Use the Range Controls First
The dashboard supports:
7D30DRefreshInclude synthetic
Recommended usage:
- start with
7Dwhen investigating a fresh incident - switch to
30Dwhen you need trend context - enable Include synthetic only when you are validating synthetic pipeline monitors or test traffic
By default, synthetic test events are hidden so production traffic stays readable.
How to Read Each Section
Events per Day
This chart shows daily webhook volume:
- green = processed
- red = delivery failed
How to use it:
- a single red spike usually points to a short incident window
- a red band across many days usually means a persistent callback or provider issue
- a sudden drop in total events usually means traffic stopped arriving upstream
Each day column is clickable and opens the Webhooks event log filtered to that exact day.
Volume by Provider
This section answers:
- which provider is sending most of the traffic
- whether failures are isolated to one provider or spread across all providers
Interpret it like this:
- one provider degrading while others stay healthy usually means a provider-specific issue
- all providers degrading at once usually means a shared callback or downstream availability problem
Top Failure Reasons
This is usually the quickest path to the root cause.
Examples of what you may see:
- callback 4xx
- callback 5xx
- callback not configured
- signature/configuration-related reasons
Each row is clickable and opens the Webhooks log filtered to that failure reason.
Use this section when you already know failure exists and need to know why.
Top Failing Callback Endpoints
This section shows which callback URLs are causing the most failed deliveries.
Use it to separate:
- one bad downstream endpoint
- from a tenant-wide or provider-wide incident
If one callback endpoint dominates the list, the next step is usually to:
- open the filtered event log,
- inspect the failed rows,
- confirm response status and failure detail,
- fix the downstream service,
- retry events if needed.
Last Successful Delivery / Last Failed Delivery
These cards help with recency checks.
Use them to answer:
- when was the last known good delivery?
- what is the latest concrete failure I can inspect right now?

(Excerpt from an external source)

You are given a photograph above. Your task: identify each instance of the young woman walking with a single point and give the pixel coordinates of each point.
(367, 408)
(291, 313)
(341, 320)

They are especially useful after a deploy or secret rotation because they quickly show whether traffic recovered.
Recommended Triage Flow
When someone says “webhooks are broken”, use this sequence:
- Open the tenant’s observability dashboard.
- Check Total Events.
- If traffic is zero or much lower than expected, investigate provider ingress first.
- Check Success Rate and Failed.
- If failures exist, click the Failed card.
- In the event log, inspect a recent failed row.
- Look at normalized payload, headers, response status, callback endpoint, failure reason, and detail.
- Return to the dashboard and use:
- Top Failure Reasons to confirm the dominant cause
- Top Failing Callback Endpoints to confirm scope
- After the downstream fix, use Retry from the event log where appropriate.
That is the intended workflow: dashboard first, event log second.
What the Numbers Usually Mean
High Total Events + High Success Rate
Normal healthy traffic.
High Total Events + Falling Success Rate
Traffic is arriving, but callback delivery is degrading.
Low Total Events + Low Success Rate
Usually a configuration or upstream issue, not just random delivery failures.
Failures Concentrated in One Provider
Likely provider-specific payload/configuration behavior.
Failures Concentrated in One Callback Endpoint
Likely downstream service problem on your side.
Success Rate Recovers but Failed Count Exists in the Window
The incident may already be over, but historical failed rows still exist in the selected range. Open the event log and focus on the newest failures first.
When to Leave the Dashboard
The dashboard is for pattern recognition. Leave it and open raw events when you need:
- exact payload content,
- headers,
- response status,
- failure detail,
- manual retry,
- correlation-level debugging.
Use the dashboard to narrow the search. Use Webhooks → Events to resolve the incident.